It was her first show visit and she didn't seem to be intimidated at all. Her only issue was being left in that crate, and boy did she let the entire set-up know it!


----------



## amerique2 (Jun 21, 2009)

Glad you cleared up what "Bitty B" stood for! ; ) (Thought it might be opposite of Little :angel She has the face of an angel!


----------



## NOLA Standards (Apr 11, 2010)

*Defining B*

This weekend a lady and her daughter came by the set-up asking about Antoinette. I was talking with them about there being only 5 Red AKC Champions and how unusual it was to see 2 at a show.

The daughter (maybe 12 to 14??) says, "Oooh! She's so pretty! Did she win today?" and I said, "No, not today, that bitch over there beat her." Poor childs eyes bugged out of her head!:foot-in-mouth:

I said, "Oh, Honey! (in New Orleans you get in the habit of calling everyone Honey or Baby!) I"m not being ugly. At shows that's just what we call the girls and the boys we call dogs. I know it sounds bad, but I didn't mean for it to!"
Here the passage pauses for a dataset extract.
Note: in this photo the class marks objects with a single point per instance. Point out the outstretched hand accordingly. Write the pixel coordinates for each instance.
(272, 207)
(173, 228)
Her poor mom is nodding her head up and down and saying, "Yes. Yes. That's just what they call girl dogs..."


----------



## Harley_chik (Nov 7, 2008)

Wow Tabitha, you have a good eye when it comes to picking the reds. Both your girls are beautiful! It's really neat that so many nice reds are finally making it into the show ring.


----------



## tintlet (Nov 24, 2009)

Looking good!!!!


----------



## neVar (Dec 25, 2009)

she looks great cbrand. I love her color 

Yes lots say pros get put up- but darn it they are better then us mere mortals... they handle more dogs nad have done it longer. it gives you an edge. no doubt about it. they got the tricks to make the dog work.


----------